MathSharp, a vector and matrix library written in C# using hardware intrinsics

bob1029 · on Sept 12, 2019

Only 11 days to go until the official 3.0 release of .Net Core. We're pretty excited about all the new features that were added (such as the hardware intrinsics here). The biggest one we want to play around with is actually the new JsonSerializer. UTF8 vs UTF16 as the underlying storage type could have a huge impact on performance for some of our larger JSON contracts.

"Parsing a typical JSON payload and accessing all its members using the JsonDocument is 2-3x faster than Json.NET with little allocations for data that is reasonably sized (that is, < 1 MB)."

From: https://docs.microsoft.com/en-us/dotnet/core/whats-new/dotne...

I'll definitely be checking this math(s) library out after I get our solutions updated from 2.2. I was playing around with some ray tracing in C#-land and something like this could come in really handy.

djmips · on Sept 12, 2019

I took a look at the code and I was wondering about the implementation performance where there are a lot of if() statements in the low level functions. Like Vector4F DotProduct2D() has if (Sse41.IsSupported) else if (Sse3.IsSupported) else if (Sse.IsSupported) and finally a default implementation. This seems inefficient but I don't know if somehow the booleans are more like compile time flags and the extraneous code disappears in a puff of logic.

jdmichal · on Sept 12, 2019

Those might fall out during JIT compilation as constant expressions. Would be worth running it through ngen to see what happens. (I'd do it myself but I'm not at a PC at the moment.)

EDIT: Just realized the Intrinsics namespace was added in Core 3.0 preview. I don't have the setup to test this myself right now. I did find an online compiler, but it looked like it optimized away everything in release mode.

Faark · on Sept 12, 2019

There was some discussion here on hn a few days ago [0] that linked to a blog post about those intrinsics [1]. Those should indeed be optimized away. The relevant section:

> The IsSupported checks are treated as runtime constants by the JIT (when optimizations are enabled) and so you do not need to cross-compile to support multiple different ISAs, platforms, or architectures. Instead, you just write your code using if-statements and the unused code paths (any code path which is not executed, due to the condition for the branch being false or an earlier branch being taken instead) are dropped from the generated code (the native assembly code generated by the JIT at runtime).

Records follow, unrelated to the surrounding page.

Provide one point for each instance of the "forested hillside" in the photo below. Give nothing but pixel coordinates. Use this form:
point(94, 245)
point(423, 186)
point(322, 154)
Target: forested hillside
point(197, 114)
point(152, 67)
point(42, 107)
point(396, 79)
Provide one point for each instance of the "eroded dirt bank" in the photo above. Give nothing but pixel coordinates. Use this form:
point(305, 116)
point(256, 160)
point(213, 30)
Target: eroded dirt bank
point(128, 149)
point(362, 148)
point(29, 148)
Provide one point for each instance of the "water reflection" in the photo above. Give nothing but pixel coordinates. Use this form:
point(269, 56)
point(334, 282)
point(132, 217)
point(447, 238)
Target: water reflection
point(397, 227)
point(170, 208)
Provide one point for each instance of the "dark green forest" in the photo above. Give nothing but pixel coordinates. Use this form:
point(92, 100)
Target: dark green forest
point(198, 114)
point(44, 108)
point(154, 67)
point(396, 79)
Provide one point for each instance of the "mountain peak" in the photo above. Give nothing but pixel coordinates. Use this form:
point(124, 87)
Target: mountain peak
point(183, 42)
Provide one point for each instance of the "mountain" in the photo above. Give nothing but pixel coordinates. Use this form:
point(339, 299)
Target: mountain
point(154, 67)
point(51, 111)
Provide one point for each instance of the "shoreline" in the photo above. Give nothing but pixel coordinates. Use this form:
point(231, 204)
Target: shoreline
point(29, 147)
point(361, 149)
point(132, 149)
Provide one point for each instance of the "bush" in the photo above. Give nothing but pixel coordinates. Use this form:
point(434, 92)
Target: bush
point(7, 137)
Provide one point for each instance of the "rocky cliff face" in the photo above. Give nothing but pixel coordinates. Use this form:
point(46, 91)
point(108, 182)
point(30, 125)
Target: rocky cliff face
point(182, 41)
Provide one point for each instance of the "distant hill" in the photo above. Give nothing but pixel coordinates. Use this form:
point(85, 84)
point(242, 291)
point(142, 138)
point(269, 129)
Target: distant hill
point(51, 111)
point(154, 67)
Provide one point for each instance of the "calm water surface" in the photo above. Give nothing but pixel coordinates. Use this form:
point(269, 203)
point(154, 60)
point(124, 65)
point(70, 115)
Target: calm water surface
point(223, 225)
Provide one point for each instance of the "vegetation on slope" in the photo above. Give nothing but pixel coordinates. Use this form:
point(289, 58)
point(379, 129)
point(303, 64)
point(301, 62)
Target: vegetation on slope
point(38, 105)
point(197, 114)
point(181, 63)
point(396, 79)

[0] https://news.ycombinator.com/item?id=20915430 [1] https://devblogs.microsoft.com/dotnet/hardware-intrinsics-in...

legulere · on Sept 13, 2019

The JIT optimizes them away:

> The IsSupported checks are treated as runtime constants by the JIT (when optimizations are enabled) and so you do not need to cross-compile to support multiple different ISAs, platforms, or architectures. Instead, you just write your code using if-statements and the unused code paths (any code path which is not executed, due to the condition for the branch being false or an earlier branch being taken instead) are dropped from the generated code (the native assembly code generated by the JIT at runtime).

https://devblogs.microsoft.com/dotnet/hardware-intrinsics-in...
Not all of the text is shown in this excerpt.